From: "SZEDER Gábor" <szeder.dev@gmail.com>
To: Taylor Blau <me@ttaylorr.com>
Cc: git@vger.kernel.org, peff@peff.net, dstolee@microsoft.com
Subject: Re: [PATCH 4/4] midx: report checksum mismatches during 'verify'
Date: Thu, 11 Nov 2021 00:11:32 +0100 [thread overview]
Message-ID: <20211110231132.GB5811@szeder.dev> (raw)

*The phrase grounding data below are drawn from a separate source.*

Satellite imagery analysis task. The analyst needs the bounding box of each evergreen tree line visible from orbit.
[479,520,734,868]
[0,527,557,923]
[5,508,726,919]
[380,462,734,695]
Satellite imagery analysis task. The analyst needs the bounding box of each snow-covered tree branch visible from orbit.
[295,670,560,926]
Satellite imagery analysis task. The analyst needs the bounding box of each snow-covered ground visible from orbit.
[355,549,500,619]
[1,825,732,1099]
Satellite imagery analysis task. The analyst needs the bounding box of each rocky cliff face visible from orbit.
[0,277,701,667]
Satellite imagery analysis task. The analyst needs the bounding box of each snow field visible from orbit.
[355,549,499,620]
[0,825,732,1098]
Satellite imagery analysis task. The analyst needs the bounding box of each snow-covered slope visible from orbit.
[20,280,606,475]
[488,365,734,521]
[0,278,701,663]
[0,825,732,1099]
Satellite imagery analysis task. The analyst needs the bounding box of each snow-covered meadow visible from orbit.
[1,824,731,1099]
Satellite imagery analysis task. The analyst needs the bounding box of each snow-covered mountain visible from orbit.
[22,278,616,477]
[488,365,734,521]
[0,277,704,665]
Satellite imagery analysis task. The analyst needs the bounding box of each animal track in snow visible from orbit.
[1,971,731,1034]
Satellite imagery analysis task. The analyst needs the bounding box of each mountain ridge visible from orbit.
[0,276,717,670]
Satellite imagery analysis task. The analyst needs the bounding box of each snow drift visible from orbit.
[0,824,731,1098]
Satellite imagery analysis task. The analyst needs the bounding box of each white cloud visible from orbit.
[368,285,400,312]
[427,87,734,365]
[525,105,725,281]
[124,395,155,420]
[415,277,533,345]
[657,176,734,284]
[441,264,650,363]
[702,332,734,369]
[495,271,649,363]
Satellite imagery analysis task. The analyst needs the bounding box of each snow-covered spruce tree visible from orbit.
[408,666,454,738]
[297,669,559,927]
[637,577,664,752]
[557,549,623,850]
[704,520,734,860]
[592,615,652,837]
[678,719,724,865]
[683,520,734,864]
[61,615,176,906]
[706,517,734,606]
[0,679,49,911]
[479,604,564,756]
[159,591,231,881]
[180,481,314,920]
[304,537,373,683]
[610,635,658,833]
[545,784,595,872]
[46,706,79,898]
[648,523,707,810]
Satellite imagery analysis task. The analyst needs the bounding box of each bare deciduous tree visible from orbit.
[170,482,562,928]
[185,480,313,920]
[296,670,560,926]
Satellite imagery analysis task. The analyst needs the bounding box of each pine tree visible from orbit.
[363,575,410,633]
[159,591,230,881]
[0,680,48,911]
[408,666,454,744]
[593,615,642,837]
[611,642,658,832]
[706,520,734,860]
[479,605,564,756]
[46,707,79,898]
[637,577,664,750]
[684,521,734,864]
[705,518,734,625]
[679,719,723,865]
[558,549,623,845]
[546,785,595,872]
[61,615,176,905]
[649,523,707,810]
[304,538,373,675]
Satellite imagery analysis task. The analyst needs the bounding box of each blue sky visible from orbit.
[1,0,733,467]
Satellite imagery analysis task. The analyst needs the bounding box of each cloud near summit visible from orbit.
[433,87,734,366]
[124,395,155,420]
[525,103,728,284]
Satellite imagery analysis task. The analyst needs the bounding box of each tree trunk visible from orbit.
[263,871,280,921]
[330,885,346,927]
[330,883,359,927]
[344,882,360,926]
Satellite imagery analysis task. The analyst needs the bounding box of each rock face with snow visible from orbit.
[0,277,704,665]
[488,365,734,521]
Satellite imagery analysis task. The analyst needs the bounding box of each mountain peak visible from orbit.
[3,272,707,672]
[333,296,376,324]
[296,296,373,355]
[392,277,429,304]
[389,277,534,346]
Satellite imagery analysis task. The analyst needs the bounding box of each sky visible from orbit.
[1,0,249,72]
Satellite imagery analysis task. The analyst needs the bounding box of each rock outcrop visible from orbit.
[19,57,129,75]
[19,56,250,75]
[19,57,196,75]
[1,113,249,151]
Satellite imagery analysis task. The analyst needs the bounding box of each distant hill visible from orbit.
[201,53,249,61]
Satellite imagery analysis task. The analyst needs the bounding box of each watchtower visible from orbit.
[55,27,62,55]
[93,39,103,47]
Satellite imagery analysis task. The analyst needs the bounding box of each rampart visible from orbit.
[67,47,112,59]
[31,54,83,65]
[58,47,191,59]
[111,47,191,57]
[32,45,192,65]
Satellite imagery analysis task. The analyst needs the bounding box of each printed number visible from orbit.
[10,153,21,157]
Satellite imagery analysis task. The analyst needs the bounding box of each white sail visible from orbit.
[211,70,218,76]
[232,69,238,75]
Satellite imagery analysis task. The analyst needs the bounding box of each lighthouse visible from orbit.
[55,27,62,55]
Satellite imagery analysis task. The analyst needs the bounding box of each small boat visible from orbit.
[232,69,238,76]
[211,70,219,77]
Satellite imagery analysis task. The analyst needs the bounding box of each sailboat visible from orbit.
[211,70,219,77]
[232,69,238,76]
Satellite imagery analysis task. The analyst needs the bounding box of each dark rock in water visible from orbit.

In-Reply-To: <94e9de44e3b52513c5ab48aecd74f809dc34cbe3.1624473543.git.me@ttaylorr.com>
On Wed, Jun 23, 2021 at 02:39:15PM -0400, Taylor Blau wrote:
> 'git multi-pack-index verify' inspects the data in an existing MIDX for
> correctness by checking that the recorded object offsets are correct,
> and so on.
>
> But it does not check that the file's trailing checksum matches the data
> that it records. So, if an on-disk corruption happened to occur in the
> final few bytes (and all other data was recorded correctly), we would:
>
> - get a clean result from 'git multi-pack-index verify', but
> - be unable to reuse the existing MIDX when writing a new one (since
> we now check for checksum mismatches before reusing a MIDX)
>
> Teach the 'verify' sub-command to recognize corruption in the checksum
> by calling midx_checksum_valid().
>
> Suggested-by: Derrick Stolee <dstolee@microsoft.com>
> Signed-off-by: Taylor Blau <me@ttaylorr.com>
> ---
> midx.c | 3 +++
> t/t5319-multi-pack-index.sh | 5 +++++
> 2 files changed, 8 insertions(+)
>
> diff --git a/midx.c b/midx.c
> index a12cbbf928..9a35b0255d 100644
> --- a/midx.c
> +++ b/midx.c
> @@ -1228,6 +1228,9 @@ int verify_midx_file(struct repository *r, const char *object_dir, unsigned flag
> return result;
> }
>
> + if (!midx_checksum_valid(m))
> + midx_report(_("incorrect checksum"));
> +
> if (flags & MIDX_PROGRESS)
> progress = start_delayed_progress(_("Looking for referenced packfiles"),
> m->num_packs);
> diff --git a/t/t5319-multi-pack-index.sh b/t/t5319-multi-pack-index.sh
> index d582f370c4..7609f1ea64 100755
> --- a/t/t5319-multi-pack-index.sh
> +++ b/t/t5319-multi-pack-index.sh
> @@ -418,6 +418,11 @@ test_expect_success 'corrupt MIDX is not reused' '
> git multi-pack-index verify
> '
>
> +test_expect_success 'verify incorrect checksum' '
> + pos=$(($(wc -c <$objdir/pack/multi-pack-index) - 1)) &&
> + corrupt_midx_and_verify $pos "\377" $objdir "incorrect checksum"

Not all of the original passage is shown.